Dai vaccini al consiglio comunale: De Pasqual, il medico-amministratore

Dai vaccini al consiglio comunale: De Pasqual, il medico-amministratore

La somministrazione dei vaccini, al mattino. Poi, di corsa un municipio per il consiglio comunale. Un impegno su due binari, già impegnativo di suo. Ma reso ancor più gravoso dalla diffusione del virus e dallo scoppio dei contagi. 

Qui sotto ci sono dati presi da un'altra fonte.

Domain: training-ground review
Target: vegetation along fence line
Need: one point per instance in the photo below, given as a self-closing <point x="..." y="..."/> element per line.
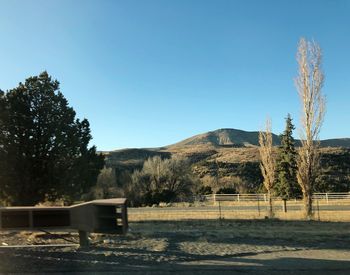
<point x="264" y="197"/>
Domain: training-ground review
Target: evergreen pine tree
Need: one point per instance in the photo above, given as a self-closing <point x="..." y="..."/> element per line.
<point x="286" y="185"/>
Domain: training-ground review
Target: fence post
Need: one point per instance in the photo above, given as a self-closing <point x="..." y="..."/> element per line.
<point x="284" y="205"/>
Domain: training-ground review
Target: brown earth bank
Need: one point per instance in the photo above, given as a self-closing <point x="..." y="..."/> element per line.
<point x="187" y="247"/>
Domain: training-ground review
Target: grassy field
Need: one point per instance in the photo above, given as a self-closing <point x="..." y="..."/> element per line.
<point x="214" y="212"/>
<point x="190" y="247"/>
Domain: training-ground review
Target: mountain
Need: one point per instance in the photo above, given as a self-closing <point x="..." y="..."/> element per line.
<point x="225" y="145"/>
<point x="238" y="138"/>
<point x="226" y="138"/>
<point x="229" y="155"/>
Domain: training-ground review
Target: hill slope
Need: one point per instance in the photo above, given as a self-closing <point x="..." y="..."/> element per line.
<point x="239" y="138"/>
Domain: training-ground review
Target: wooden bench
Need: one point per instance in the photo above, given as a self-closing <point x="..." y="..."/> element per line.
<point x="98" y="216"/>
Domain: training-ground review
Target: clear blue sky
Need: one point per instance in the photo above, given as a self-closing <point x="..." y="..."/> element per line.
<point x="150" y="73"/>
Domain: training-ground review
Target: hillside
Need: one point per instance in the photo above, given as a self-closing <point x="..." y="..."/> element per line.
<point x="226" y="145"/>
<point x="230" y="155"/>
<point x="225" y="138"/>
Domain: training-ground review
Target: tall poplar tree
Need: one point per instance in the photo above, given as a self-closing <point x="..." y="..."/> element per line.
<point x="286" y="185"/>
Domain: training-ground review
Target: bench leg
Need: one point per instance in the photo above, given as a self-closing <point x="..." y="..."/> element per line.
<point x="83" y="239"/>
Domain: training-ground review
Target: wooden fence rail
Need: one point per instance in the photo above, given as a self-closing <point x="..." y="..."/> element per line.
<point x="264" y="197"/>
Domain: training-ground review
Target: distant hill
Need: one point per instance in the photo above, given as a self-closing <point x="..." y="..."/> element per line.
<point x="231" y="154"/>
<point x="226" y="138"/>
<point x="227" y="145"/>
<point x="239" y="138"/>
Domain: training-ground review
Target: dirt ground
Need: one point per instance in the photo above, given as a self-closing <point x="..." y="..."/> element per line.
<point x="187" y="247"/>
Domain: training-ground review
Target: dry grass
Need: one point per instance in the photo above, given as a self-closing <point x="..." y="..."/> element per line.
<point x="189" y="213"/>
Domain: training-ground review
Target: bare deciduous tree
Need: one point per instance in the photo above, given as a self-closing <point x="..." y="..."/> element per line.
<point x="267" y="164"/>
<point x="309" y="83"/>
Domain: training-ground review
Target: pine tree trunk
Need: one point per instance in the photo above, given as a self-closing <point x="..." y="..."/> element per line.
<point x="270" y="205"/>
<point x="308" y="205"/>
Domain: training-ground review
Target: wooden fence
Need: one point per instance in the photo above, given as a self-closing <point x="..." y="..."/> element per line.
<point x="264" y="197"/>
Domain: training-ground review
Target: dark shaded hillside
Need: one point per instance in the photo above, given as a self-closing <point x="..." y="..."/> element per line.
<point x="225" y="138"/>
<point x="230" y="156"/>
<point x="228" y="138"/>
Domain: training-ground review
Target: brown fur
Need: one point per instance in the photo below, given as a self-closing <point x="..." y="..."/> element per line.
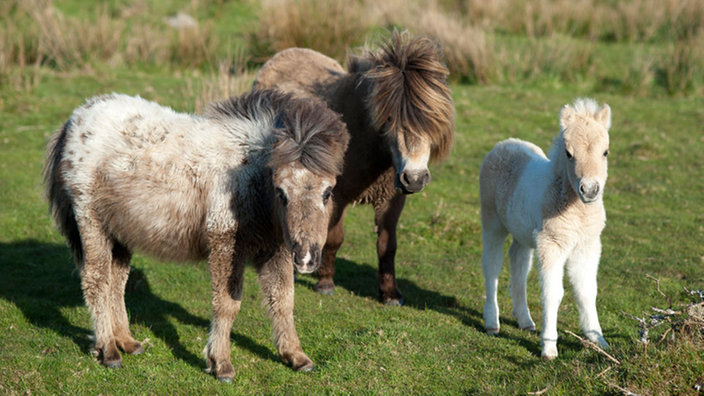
<point x="393" y="96"/>
<point x="152" y="189"/>
<point x="409" y="92"/>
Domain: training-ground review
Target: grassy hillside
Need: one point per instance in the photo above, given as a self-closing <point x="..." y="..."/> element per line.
<point x="434" y="344"/>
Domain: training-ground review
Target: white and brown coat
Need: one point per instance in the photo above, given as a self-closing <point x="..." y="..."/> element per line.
<point x="248" y="180"/>
<point x="552" y="205"/>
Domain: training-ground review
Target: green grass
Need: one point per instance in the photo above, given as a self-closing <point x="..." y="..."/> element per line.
<point x="434" y="344"/>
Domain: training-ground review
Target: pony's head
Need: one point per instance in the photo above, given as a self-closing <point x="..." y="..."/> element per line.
<point x="306" y="159"/>
<point x="409" y="102"/>
<point x="585" y="138"/>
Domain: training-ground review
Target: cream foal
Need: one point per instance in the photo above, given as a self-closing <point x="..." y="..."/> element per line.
<point x="552" y="205"/>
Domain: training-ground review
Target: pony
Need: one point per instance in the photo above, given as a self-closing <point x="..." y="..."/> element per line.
<point x="399" y="111"/>
<point x="552" y="205"/>
<point x="250" y="179"/>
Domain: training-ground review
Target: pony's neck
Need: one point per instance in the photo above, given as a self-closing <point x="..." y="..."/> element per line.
<point x="563" y="193"/>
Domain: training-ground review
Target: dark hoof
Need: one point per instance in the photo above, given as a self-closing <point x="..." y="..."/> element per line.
<point x="137" y="351"/>
<point x="394" y="302"/>
<point x="306" y="369"/>
<point x="306" y="366"/>
<point x="328" y="290"/>
<point x="113" y="364"/>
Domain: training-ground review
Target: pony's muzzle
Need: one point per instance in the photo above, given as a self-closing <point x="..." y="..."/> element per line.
<point x="589" y="190"/>
<point x="306" y="260"/>
<point x="410" y="182"/>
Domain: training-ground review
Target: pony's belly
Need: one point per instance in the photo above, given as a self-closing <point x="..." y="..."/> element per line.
<point x="163" y="219"/>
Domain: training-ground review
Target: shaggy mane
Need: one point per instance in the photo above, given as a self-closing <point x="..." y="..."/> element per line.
<point x="409" y="91"/>
<point x="585" y="106"/>
<point x="305" y="130"/>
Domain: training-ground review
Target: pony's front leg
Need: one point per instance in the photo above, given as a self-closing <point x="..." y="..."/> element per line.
<point x="552" y="264"/>
<point x="521" y="258"/>
<point x="386" y="218"/>
<point x="97" y="284"/>
<point x="226" y="274"/>
<point x="276" y="278"/>
<point x="336" y="235"/>
<point x="582" y="268"/>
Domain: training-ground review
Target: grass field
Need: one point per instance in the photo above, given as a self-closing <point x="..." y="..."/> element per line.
<point x="435" y="343"/>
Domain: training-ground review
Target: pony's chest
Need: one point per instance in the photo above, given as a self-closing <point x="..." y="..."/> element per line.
<point x="572" y="227"/>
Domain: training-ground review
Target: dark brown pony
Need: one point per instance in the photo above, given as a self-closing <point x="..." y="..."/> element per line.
<point x="398" y="109"/>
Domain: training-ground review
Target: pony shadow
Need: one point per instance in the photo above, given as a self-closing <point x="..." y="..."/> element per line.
<point x="41" y="280"/>
<point x="362" y="281"/>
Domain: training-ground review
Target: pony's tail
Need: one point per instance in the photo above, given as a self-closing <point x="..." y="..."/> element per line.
<point x="60" y="205"/>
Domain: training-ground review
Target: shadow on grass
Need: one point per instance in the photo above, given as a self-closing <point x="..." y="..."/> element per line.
<point x="362" y="281"/>
<point x="41" y="280"/>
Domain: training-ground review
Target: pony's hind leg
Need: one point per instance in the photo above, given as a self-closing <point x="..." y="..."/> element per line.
<point x="121" y="257"/>
<point x="276" y="279"/>
<point x="386" y="218"/>
<point x="521" y="258"/>
<point x="493" y="237"/>
<point x="96" y="282"/>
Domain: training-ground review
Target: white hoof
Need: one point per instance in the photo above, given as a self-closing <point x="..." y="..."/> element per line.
<point x="549" y="352"/>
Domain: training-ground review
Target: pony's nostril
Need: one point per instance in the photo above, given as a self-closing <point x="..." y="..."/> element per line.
<point x="404" y="179"/>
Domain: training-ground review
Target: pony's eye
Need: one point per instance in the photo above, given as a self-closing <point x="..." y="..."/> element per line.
<point x="282" y="196"/>
<point x="326" y="195"/>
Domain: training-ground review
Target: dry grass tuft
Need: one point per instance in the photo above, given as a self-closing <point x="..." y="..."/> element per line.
<point x="232" y="78"/>
<point x="328" y="26"/>
<point x="633" y="20"/>
<point x="552" y="57"/>
<point x="683" y="64"/>
<point x="639" y="75"/>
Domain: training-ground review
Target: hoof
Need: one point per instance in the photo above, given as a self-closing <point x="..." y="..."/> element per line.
<point x="327" y="291"/>
<point x="137" y="351"/>
<point x="306" y="367"/>
<point x="116" y="364"/>
<point x="394" y="302"/>
<point x="492" y="332"/>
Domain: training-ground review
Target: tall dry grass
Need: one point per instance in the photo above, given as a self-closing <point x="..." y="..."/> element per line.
<point x="232" y="78"/>
<point x="554" y="57"/>
<point x="631" y="20"/>
<point x="328" y="26"/>
<point x="682" y="67"/>
<point x="37" y="33"/>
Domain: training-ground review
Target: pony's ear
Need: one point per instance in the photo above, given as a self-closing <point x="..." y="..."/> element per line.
<point x="603" y="116"/>
<point x="566" y="116"/>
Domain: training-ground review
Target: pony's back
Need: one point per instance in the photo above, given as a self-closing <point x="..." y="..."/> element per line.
<point x="509" y="169"/>
<point x="145" y="168"/>
<point x="300" y="71"/>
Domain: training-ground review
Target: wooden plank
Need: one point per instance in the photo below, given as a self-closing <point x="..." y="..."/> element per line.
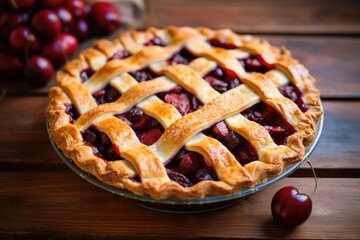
<point x="24" y="143"/>
<point x="260" y="16"/>
<point x="62" y="205"/>
<point x="330" y="60"/>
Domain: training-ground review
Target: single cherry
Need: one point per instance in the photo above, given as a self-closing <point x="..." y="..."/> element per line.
<point x="10" y="64"/>
<point x="22" y="40"/>
<point x="60" y="49"/>
<point x="290" y="208"/>
<point x="66" y="19"/>
<point x="47" y="24"/>
<point x="105" y="17"/>
<point x="82" y="29"/>
<point x="76" y="7"/>
<point x="39" y="71"/>
<point x="8" y="21"/>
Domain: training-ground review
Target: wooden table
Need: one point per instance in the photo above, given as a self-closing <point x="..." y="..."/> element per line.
<point x="42" y="198"/>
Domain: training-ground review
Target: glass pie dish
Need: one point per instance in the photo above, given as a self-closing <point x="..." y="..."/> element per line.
<point x="190" y="206"/>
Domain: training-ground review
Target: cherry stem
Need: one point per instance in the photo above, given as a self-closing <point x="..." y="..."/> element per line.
<point x="2" y="95"/>
<point x="313" y="170"/>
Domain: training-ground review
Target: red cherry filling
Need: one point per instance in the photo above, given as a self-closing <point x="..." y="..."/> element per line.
<point x="156" y="41"/>
<point x="221" y="44"/>
<point x="182" y="100"/>
<point x="86" y="73"/>
<point x="243" y="151"/>
<point x="278" y="128"/>
<point x="256" y="63"/>
<point x="222" y="80"/>
<point x="101" y="144"/>
<point x="122" y="54"/>
<point x="147" y="129"/>
<point x="184" y="56"/>
<point x="188" y="168"/>
<point x="106" y="95"/>
<point x="294" y="93"/>
<point x="71" y="111"/>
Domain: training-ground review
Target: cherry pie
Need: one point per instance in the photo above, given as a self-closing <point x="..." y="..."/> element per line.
<point x="183" y="112"/>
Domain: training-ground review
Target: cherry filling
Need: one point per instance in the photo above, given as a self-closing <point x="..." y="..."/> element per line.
<point x="106" y="95"/>
<point x="156" y="41"/>
<point x="294" y="93"/>
<point x="188" y="168"/>
<point x="182" y="100"/>
<point x="120" y="55"/>
<point x="221" y="44"/>
<point x="101" y="144"/>
<point x="147" y="129"/>
<point x="71" y="111"/>
<point x="184" y="56"/>
<point x="243" y="151"/>
<point x="143" y="75"/>
<point x="86" y="73"/>
<point x="278" y="128"/>
<point x="256" y="63"/>
<point x="222" y="80"/>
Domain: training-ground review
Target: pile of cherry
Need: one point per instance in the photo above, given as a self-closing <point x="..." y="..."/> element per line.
<point x="39" y="36"/>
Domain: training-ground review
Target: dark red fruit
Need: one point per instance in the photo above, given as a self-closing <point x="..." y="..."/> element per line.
<point x="22" y="40"/>
<point x="290" y="208"/>
<point x="10" y="64"/>
<point x="21" y="4"/>
<point x="7" y="23"/>
<point x="39" y="71"/>
<point x="76" y="7"/>
<point x="60" y="49"/>
<point x="179" y="178"/>
<point x="150" y="136"/>
<point x="51" y="3"/>
<point x="47" y="24"/>
<point x="82" y="29"/>
<point x="182" y="104"/>
<point x="66" y="18"/>
<point x="105" y="17"/>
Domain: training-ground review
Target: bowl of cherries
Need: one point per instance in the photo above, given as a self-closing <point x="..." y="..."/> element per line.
<point x="39" y="36"/>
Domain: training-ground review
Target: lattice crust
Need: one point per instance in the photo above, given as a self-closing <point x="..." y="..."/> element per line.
<point x="181" y="132"/>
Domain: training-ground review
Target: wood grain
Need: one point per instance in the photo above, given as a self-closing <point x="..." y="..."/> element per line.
<point x="260" y="16"/>
<point x="63" y="204"/>
<point x="24" y="142"/>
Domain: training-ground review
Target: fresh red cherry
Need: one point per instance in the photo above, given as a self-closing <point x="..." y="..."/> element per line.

Eppure, Fulvio De Pasqual indossa con naturalezza la duplice veste di medico di base e capogruppo di maggioranza. Anche in piena pandemia, in un periodo in cui la campagna vaccinale ha preso quota e il lavoro è direttamente proporzionale al senso di responsabilità nei confronti dei pazienti: «Questa è la mia storia. Lo è ormai da tanti anni. Sono un medico, ma ho scelto pure di dedicarmi all’attività amministrativa. E, soprattutto adesso, ritengo che le due sfere si sposino al meglio. Perché in entrambi i casi porto avanti un servizio per la collettività». 

Insomma, De Pasqual vive l’eccezionalità del momento, e del suo duplice ruolo, con grande equilibrio: «Da solo potrei fare ben poco – ribatte – la realtà è che il territorio è unito in una fase in cui c’è bisogno di tutti. Dall’amministrazione comunale alla Protezione civile, passando per i Servizi sociali e i tanti volontari sempre disponibili. Per quanto riguarda la campagna vaccinale, le operazioni si stanno sviluppando in maniera corale e tutto funziona piuttosto bene. Nel complesso, ritengo sia stato condotto un buon lavoro. Senza considerare l’impagabile soddisfazione di aver portato il vaccino nelle case di chi è impossibilitato a muoversi». 

Ora la situazione pandemica suscita meno timori: «Ma non è il caso di abbassare la guardia – ammonisce De Pasqual -. Vero, nel recente passato ci siamo ritrovati a gestire una sessantina di casi di positività, ora invece ne contiamo appena due. Tuttavia, è necessaria la massima attenzione». 

Prima di essere un amministratore e un medico, Fulvio De Pasqual è un essere umano. E arginare le emozioni non sempre è automatico: «Ricordo in particolare quando sono tornato in casa di riposo e ho trovato uno scenario totalmente cambiato. Mi sono reso conto che il mondo di prima non esiste più: tra operatori bardati, protezioni di vario genere e mancanza di relazioni sociali, almeno a livello diretto, le strutture erano più simili a reparti ospedalieri, che non a case di soggiorno per anziani. In più, non sono mancati i momenti drammatici, con diverse persone, anche giovani, che hanno perso la vita e conoscevo da tempo. Questo deve indurre a riflettere e a mantenere un atteggiamento di cautela».